Le Comité national économique et financier (CNEF) de la République centrafricaine qui s’est réuni en session ordinaire le 20 novembre dernier, à Bangui, a défini les taux d’usure applicables pour les établissements de crédit en activité dans le pays à partir du quatrième trimestre 2024. Il ressort du communiqué publié à l’issue de ces travaux, que le taux effectif global (TEG), qui comprend les intérêts et l'ensemble des autres frais à payer pour l’emprunteur en plus du capital, connait un réajustement à la hausse, après la baisse substantielle du troisième trimestre. L’on assiste donc à une nouvelle hausse des taux d’usure, c’est-à-dire, des taux d’intérêts maximum légaux que les établissements de crédit sont autorisés à pratiquer lorsqu’ils accordent un prêt. Les crédits à la consommation pour les particuliers passent ainsi de 23,57% au troisième trimestre à 31,43%. Pour cette même catégorie, le taux pour les découverts passe de 18,37% à 24,49%, tandis que pour les crédits à moyens terme, il passe de 18,72% à 24,98%. Les crédits à long terme, eux, voient leur taux bondir de 16,39% à 21,85%.

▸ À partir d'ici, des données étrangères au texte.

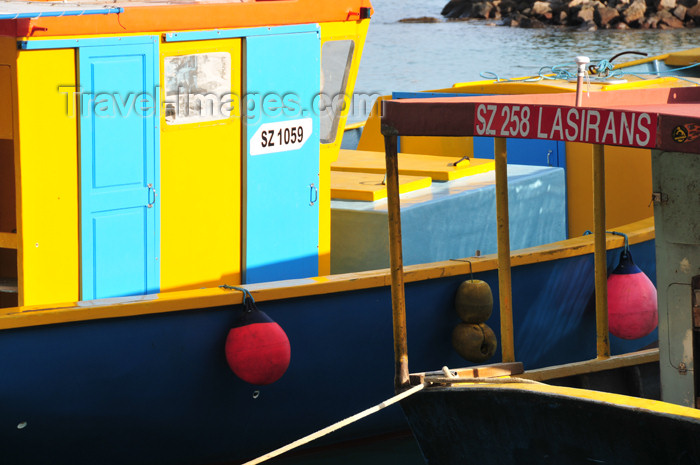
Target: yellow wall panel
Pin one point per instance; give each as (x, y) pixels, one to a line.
(627, 186)
(46, 151)
(355, 31)
(5, 102)
(200, 189)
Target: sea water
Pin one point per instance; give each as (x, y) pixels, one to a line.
(420, 56)
(415, 56)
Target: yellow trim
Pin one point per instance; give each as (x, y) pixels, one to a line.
(683, 57)
(19, 317)
(596, 396)
(8, 240)
(369, 187)
(353, 126)
(437, 167)
(46, 157)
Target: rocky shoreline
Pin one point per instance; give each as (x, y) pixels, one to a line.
(587, 15)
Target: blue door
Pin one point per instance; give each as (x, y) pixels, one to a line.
(281, 166)
(118, 171)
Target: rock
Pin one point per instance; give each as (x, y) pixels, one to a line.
(693, 12)
(481, 10)
(665, 4)
(650, 22)
(679, 12)
(586, 14)
(422, 19)
(634, 13)
(667, 18)
(606, 17)
(542, 9)
(454, 8)
(506, 7)
(457, 8)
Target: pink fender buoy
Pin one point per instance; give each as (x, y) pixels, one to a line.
(632, 307)
(257, 348)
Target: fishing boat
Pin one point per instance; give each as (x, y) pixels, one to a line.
(504, 414)
(167, 168)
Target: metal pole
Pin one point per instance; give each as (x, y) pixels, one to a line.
(504, 284)
(600, 253)
(398, 300)
(581, 63)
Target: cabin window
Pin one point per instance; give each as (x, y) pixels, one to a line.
(336, 58)
(198, 87)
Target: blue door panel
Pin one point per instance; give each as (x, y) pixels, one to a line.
(118, 171)
(127, 248)
(281, 187)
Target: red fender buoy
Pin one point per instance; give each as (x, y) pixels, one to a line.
(632, 307)
(257, 348)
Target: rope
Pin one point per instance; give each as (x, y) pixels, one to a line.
(248, 300)
(615, 233)
(451, 378)
(338, 425)
(604, 70)
(469, 380)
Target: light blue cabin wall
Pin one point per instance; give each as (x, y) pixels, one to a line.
(451, 220)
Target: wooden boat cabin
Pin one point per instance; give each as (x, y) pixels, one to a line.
(160, 145)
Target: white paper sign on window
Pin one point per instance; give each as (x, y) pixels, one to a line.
(198, 87)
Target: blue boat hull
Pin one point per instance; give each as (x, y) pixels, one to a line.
(157, 389)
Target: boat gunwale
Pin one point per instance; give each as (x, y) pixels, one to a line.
(165, 302)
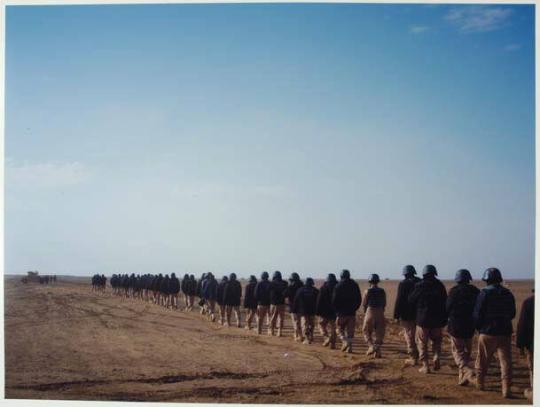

Dans la catégorie des PME, les crédits de trésorerie voient leur taux d’intérêt s’envoler de 24,65% à 32,85%, tandis que celui des découverts s’établit désormais à 17,84% contre seulement 13,38% le trimestre précédent. Les crédits à long terme, ici, se négocieront désormais à partir de 18,7% au lieu de 13,33% comme lors des trois derniers mois. Les conditions pour les grandes entreprises, présentes en très petit nombre dans le pays, se traduisent par la hausse du taux des crédits de trésorerie de 11,37% à 15,16%, pendant que les découverts valent 13,64% contre seulement 10,23% au cours des trois derniers mois. Au niveau des administrations publiques et entités publiques, les découverts, par exemple, sont passés d’un taux d’intérêt de 13,50% à 18%. Globalement, cette hausse du TEG est modérée par rapport à celle du deuxième trimestre où l’on a pu voir, par exemple, les crédits amortissables (remboursables sur plusieurs échéances) des ménages atteindre jusqu’à 47% contre seulement 30,88% au quatrième trimestre 2023.
Il n’est pas fait mention des taux applicables pour les cautions et avals bancaires, qui étaient par exemple passés de 12,10% au premier trimestre à 8,48% à partir d’avril 2024 pour les grandes entreprises. Mais, comme en juillet, la nouvelle hausse du TEG en Centrafrique contraste avec la situation globale des conditions financières qui connaissent une amélioration au sein de la Communauté économique et monétaire de l’Afrique centrale (Cemac). Dans son dernier rapport de politique monétaire publié en juin, la Banque des Etats de l’Afrique centrale (Beac) relève qu’au premier trimestre 2024, les taux d'intérêt moyens pratiqués par les établissements de crédit de la sous-région ont évolué à la baisse. L’institut d’émission ajoute d’ailleurs que le taux effectif global moyen sur l’ensemble des crédits accordés par ces établissements s’est établi à 9,71 %, contre 10,43 % le trimestre précédent.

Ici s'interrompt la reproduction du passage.